Born in 1961, Tivaouane, Senegal.
Died in 2017, Lyon, France.

 

Ndary Lo grew up near Thiès and first studied languages before enrolling at the École nationale des Beaux-Arts in Dakar, where he specialized in graphic design and communication. He graduated in 1992 and, after briefly experimenting with painting, turned to sculpture, choosing reinforcing steel rods as his preferred material. In 1995, he won the Goethe-Institut Art Prize in Dakar—the first in a long series of distinctions: the Prize for Young Contemporary African Creation at the Dakar Biennale in 1996, the State President’s Grand Prize for the Arts in 1999, and the Léopold Sédar Senghor Grand Prize at the Dakar Biennale in both 2002 and 2008. Widely recognized in Senegal, his work also gained significant acclaim in Europe and the United States. Having spent most of his life in Senegal, Lo moved to France in 2015 for medical treatment, where he remained until his passing in 2017.

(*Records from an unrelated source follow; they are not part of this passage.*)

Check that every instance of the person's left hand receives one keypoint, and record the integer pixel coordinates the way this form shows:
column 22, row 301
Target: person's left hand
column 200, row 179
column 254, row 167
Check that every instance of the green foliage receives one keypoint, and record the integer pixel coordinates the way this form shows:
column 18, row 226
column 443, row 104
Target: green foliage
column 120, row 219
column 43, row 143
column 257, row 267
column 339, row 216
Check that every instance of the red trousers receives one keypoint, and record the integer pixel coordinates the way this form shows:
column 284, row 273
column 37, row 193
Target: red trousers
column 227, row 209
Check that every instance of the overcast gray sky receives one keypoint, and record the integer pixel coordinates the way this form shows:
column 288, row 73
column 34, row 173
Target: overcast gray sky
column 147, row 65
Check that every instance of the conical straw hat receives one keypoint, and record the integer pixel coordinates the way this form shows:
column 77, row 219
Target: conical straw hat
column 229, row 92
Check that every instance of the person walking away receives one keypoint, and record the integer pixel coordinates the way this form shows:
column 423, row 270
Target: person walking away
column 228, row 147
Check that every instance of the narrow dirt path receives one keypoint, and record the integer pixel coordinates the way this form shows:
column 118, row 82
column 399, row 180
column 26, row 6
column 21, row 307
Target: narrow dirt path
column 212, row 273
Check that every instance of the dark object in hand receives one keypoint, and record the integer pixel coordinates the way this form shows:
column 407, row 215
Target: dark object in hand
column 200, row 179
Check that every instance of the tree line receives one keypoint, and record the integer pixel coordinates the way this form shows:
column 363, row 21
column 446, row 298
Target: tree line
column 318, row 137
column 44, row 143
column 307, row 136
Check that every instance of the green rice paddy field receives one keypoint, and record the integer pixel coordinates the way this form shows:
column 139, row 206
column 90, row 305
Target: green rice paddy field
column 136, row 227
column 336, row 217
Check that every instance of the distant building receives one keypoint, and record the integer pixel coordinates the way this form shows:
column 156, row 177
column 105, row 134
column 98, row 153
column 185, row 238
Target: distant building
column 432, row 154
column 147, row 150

Lo is best known for his marching men, his tributes to Rosa Parks, and his monumental tree-like structures. His art reflects a deep spiritual engagement—Lo believed profoundly in both God and humanity. His was an open, universal spirituality that permeated every aspect of his work, in both form and substance. Though a practicing Muslim, his notebooks and sketches reveal a curiosity about other religions and about major figures such as Nietzsche, Martin Luther King Jr., and Gandhi.

This spirituality becomes evident in his immense figures, open to the sky, the world, and God—their raised arms expressing a universal prayer, as the artist often said. In Lo’s work, movement is both literal and metaphorical: crowds advancing in tight ranks, figures reaching upward, a vision of ascent without the risk of falling—an image of freedom, lightness, and transcendence. What might appear utopian or naïve is instead a determined form of hope: a defiance of gravity, a dream of departure and elevation in spiritual, social, and political terms, as well as a childlike longing for escape and victory. As Joëlle Busca writes in Ndary Lo, le démiurge (2020), this aspiration to rise can be read as death as liberation, falling as elevation, or, as Lo himself put it, simply as a way “to set Senegalese people in motion” through works such as The Long March of Change.

Lo’s artistic journey was marked by a constant interplay between contemplation and action, stillness and movement—each generating and guiding the other. “I call my sculptures nit (meaning ‘person’ in Wolof). I don’t consciously know where they’re walking, but what matters to me is their movement. I am obsessed with movement—things must move,” Lo explained. As journalist Roxana Azimi noted in her tribute in Le Monde on June 9, 2017, these welded silhouettes are “the sign of an optimistic, determined, and combative Africa. Just like him.”